An Ulan Regimental/Butcher Occupational Stein
A Son's Name Day Gift Honoring His Father
              By Don Strack and Roy De Selms ~ Carolina Steiners

Don just acquired this very interesting and unusual Ulan Regimental stein from an eBay auction. While regimental steins as gifts are not unknown, this one has a particularly heart warming story that can be substantiated and will be presented in detail here.

The front scene shows an Ulan on horseback with a lance in his right hand, obscured by the horse. The point of the lance shows over the horses head with the Prussian colors of Black over White on the pennant. The stein is named to Andreas Baÿer. The verse above the mounted Ulan is difficult to read, but it is almost certainly Es lebe hoch das Regiment, das sich mit Stolz Ulan nennt. Sieg oder Tod. (Long live the Regiment that proudly calls itself Ulan. Victory or death.)

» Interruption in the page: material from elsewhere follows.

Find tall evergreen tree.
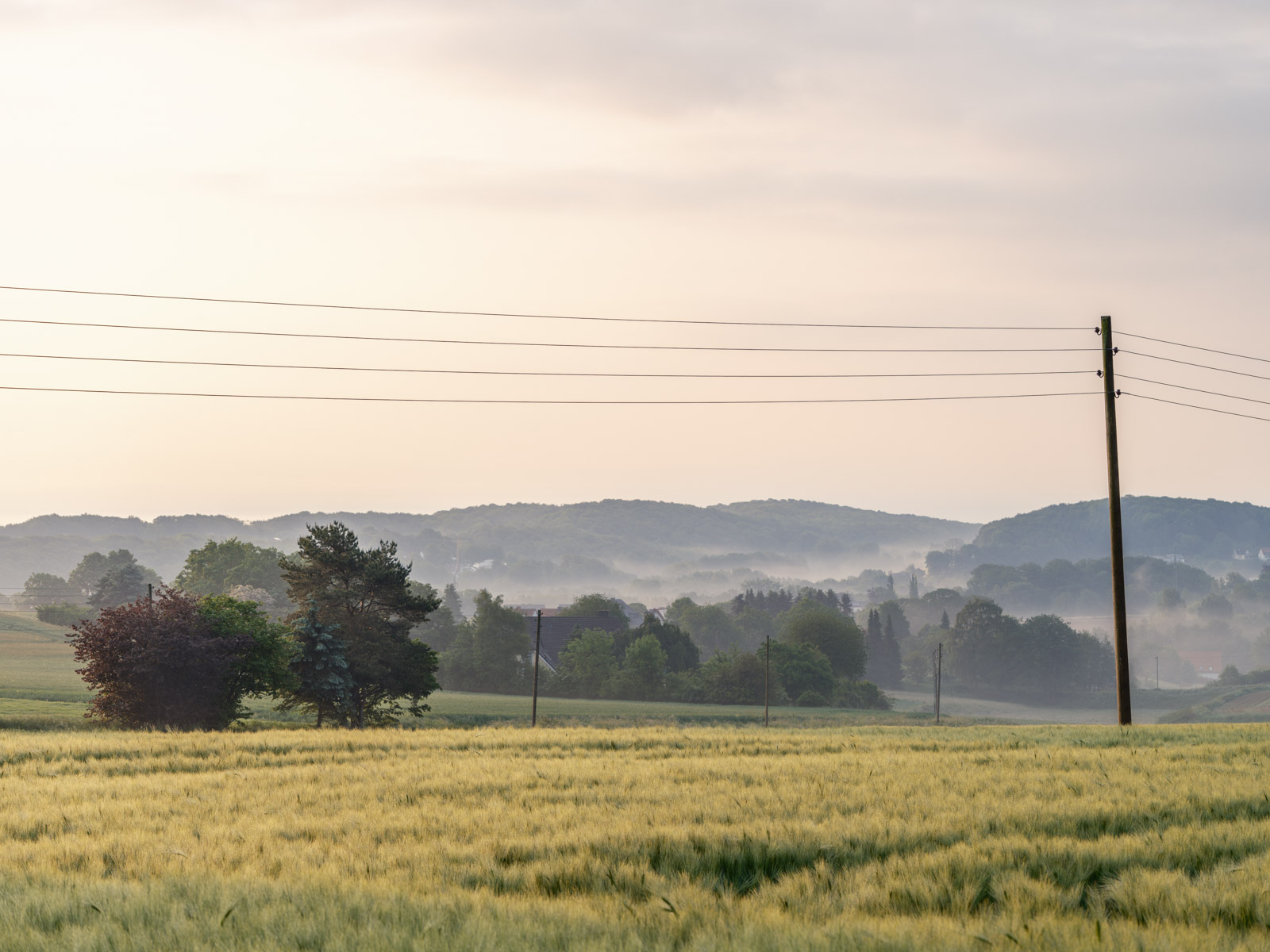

One side reads: Prosit lieber Vater (To your health dear father) and bei der 4 Eskadron Westphalian Ulan Regt. No. 5 Düsseldorf am 30/11 1897 (no translation needed) The other side has a scene of what appears to be a butcher and would have represented the owner's trade/occupation after his service time. The text below this scene reads: Zum Namenstage gewidmet von meinem Sohne Bernhard (On Name Day given from my son Bernhard).

It is traditional in European Catholic countries to have the given name assigned on a saints day rather than a birthday. Each day of the year honors a particular saint with his/her name for some deed or consecration associated with that day. Name Day usually follows and is often times more important than the actual birthday. Here the date "30/11" (Nov. 30) is the day assigned to St. Andreas which happens to be the given name of the stein's owner. Also note that while typical regimental steins have the dates of service which would be 2 or 3 years, this one is dated for the father's Namenstag in 1897. Note also that the body of this stein marked "Gerz" would not have been available until about 1897 when it was presented from the son to the father. Another feature that indicates that this was a gift rather than having been purchased at the usual end of service is that there is no roster. While unusual, this is not uncommon. It is suggested that most if not all of those without rosters were made after the owner's service time for a variety of simple reasons such as gifts like this one or the owner just couldn't afford one at his end of service time.

It should be noted that the son must have been close to 20 years old as shown in the side scene and would make sense to the story. This would mean that the father's service time would have been about 1877 or a little earlier. Although this Ulan unit was raised in 1815, the reservist stein tradition didn't start until sometime after 1885 (see: Regimental Beer Steins 1890 to 1914 by R. Ron Heiligenstein). Therefore the father would not have been able to purchase his own original reservist stein when he finished his service time making this a much more significant gift.